Males have hooks and many hairs on their hind legs, and hooks on their antenna to help grab onto females
What is the evolution of our understanding of back-brooding in Giant Water Bugs (4)?
1899— We assumed females carried the eggs (traditional parenting)
1899— “Male chafes under burden” hypothesis
1906— Idea of Forced labor & care
1976— Host Manipulation Hypothesis (HMH) is at odds with the modern selection theory
How is paternity assurance shown in Giant Water Bugs? (4)
males carry eggs; invest energy in care
Females store sperm (up to 3 months)
Males insist on repeated couplings
~100% sperm priority— most recent sperm will fertilize eggs
What is the order of copulating activities in Giant Water Bugs?
Male makes a pumping motion
female tries to oviposit
male pumps again
copulation happens
male taps females back
pair uncouples
female lays ~2 eggs
female leaves
male broods eggs
What are the 2 kinds of parental care?
Back brooding— keeping eggs on back
Emergent brooding— laying eggs on vegetation & guarding them
Why did back-brooding evolve in giant water bugs? (3)
Large body size— big prey (frogs, fish, birds)
Big eggs= big problems— O2 diffuses slower in water; eggs have large SA= more need for diffusion
eggs dry out easily
How did water bugs evolve to be bigger? What are the constraints?
growing bigger between molts— Dyar’s Rule limits growth by molts to 1.4 times
add more molts— Hemiptera are fixed at 5 molts
Bigger egg size— head start on being big→ able to grow bigger; big eggs create diffusion issues
Why do males care for the eggs and not females?

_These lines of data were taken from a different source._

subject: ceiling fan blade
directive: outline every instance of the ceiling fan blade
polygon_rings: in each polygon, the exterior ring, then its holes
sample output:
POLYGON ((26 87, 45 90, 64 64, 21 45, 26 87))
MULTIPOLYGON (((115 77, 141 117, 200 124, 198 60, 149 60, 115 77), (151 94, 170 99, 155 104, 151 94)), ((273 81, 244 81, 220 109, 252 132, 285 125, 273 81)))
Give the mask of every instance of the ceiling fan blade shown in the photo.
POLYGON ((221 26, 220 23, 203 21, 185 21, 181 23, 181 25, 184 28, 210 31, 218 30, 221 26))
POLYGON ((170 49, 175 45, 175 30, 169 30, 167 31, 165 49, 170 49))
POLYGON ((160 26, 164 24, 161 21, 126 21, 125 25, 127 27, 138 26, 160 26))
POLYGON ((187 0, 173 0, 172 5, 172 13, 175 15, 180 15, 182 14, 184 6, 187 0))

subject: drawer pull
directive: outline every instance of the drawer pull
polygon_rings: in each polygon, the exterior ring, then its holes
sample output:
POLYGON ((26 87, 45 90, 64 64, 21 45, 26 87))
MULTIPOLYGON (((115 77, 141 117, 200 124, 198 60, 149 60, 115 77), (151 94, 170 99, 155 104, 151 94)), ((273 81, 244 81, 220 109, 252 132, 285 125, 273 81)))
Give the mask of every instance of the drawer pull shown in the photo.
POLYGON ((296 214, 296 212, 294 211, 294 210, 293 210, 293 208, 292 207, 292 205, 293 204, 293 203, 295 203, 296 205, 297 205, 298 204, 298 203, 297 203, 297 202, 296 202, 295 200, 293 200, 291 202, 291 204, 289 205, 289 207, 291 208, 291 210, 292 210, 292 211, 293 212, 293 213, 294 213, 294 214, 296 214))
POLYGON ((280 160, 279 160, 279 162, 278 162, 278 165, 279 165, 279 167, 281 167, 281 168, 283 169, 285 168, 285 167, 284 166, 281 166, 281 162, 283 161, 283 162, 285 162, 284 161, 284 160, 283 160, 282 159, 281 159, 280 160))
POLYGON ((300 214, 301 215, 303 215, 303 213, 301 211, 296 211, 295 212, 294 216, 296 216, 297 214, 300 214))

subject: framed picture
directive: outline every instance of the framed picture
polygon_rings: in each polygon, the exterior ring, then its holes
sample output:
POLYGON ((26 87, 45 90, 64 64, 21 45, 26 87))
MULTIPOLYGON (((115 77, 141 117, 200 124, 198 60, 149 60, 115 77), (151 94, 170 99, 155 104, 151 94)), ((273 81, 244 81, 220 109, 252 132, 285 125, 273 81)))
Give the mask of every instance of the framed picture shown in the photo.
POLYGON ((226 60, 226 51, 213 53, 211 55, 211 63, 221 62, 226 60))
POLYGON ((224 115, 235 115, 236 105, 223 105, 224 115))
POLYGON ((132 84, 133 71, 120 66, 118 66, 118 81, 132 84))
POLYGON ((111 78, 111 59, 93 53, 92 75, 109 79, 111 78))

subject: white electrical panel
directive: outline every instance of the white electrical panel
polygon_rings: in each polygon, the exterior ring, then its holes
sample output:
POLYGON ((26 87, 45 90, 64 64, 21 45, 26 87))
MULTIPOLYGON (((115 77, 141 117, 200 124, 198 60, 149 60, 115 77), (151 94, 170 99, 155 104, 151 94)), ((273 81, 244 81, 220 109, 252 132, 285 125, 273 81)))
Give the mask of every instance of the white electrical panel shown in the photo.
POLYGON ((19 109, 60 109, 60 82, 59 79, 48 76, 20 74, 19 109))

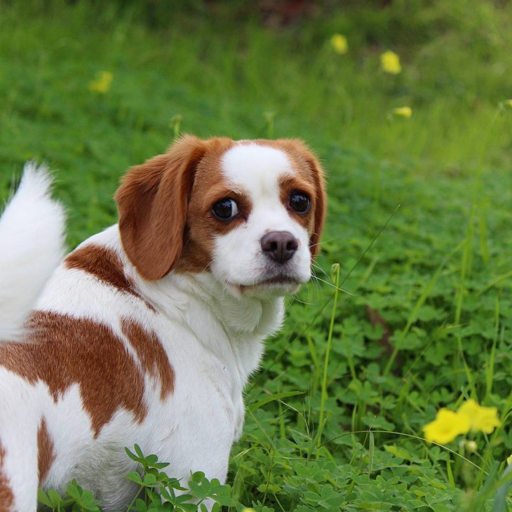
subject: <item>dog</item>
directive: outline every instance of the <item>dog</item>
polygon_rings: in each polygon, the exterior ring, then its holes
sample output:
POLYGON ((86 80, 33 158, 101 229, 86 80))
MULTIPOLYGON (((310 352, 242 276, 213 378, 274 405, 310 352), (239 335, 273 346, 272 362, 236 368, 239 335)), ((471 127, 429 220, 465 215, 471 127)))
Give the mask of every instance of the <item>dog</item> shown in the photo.
MULTIPOLYGON (((8 208, 28 206, 29 178, 8 208)), ((2 512, 32 512, 38 487, 63 492, 72 478, 119 509, 137 491, 135 443, 183 483, 196 471, 225 482, 244 386, 283 297, 311 277, 326 206, 301 141, 191 135, 132 168, 115 199, 118 224, 62 260, 20 339, 3 332, 2 512)), ((32 253, 0 272, 21 280, 32 253)))

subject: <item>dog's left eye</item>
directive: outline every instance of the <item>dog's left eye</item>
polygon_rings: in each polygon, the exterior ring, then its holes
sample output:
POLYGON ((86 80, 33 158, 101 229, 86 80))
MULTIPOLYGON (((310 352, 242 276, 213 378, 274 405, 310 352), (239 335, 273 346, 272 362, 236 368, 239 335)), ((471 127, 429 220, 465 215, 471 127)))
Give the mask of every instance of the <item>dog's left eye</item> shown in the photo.
POLYGON ((304 192, 292 192, 290 195, 290 206, 297 213, 306 213, 311 206, 311 200, 304 192))
POLYGON ((213 215, 221 220, 229 220, 238 214, 238 206, 233 199, 221 199, 212 207, 213 215))

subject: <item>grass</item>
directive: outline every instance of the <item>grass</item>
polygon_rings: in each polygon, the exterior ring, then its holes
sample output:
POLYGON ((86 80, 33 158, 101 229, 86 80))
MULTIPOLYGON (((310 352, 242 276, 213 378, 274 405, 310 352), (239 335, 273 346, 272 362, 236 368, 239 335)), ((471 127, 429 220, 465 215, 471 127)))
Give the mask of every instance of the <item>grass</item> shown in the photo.
POLYGON ((72 248, 180 131, 301 137, 329 175, 318 279, 248 386, 231 487, 199 475, 196 492, 231 510, 491 510, 512 453, 512 5, 325 1, 284 26, 243 2, 121 5, 0 1, 3 197, 23 161, 48 161, 72 248), (89 88, 102 71, 105 94, 89 88), (422 438, 468 398, 501 426, 422 438))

Females can’t oviposit on themselves?— No, emergent brooding evolved first; either sex can provide parental care
Greater cost of parental care by females?— this could be true; it takes a lot of energy to lay eggs, and females produce eggs multiple times
Males are better egg defenders?— possible, males could be more readily available to guard eggs and have the energy for it.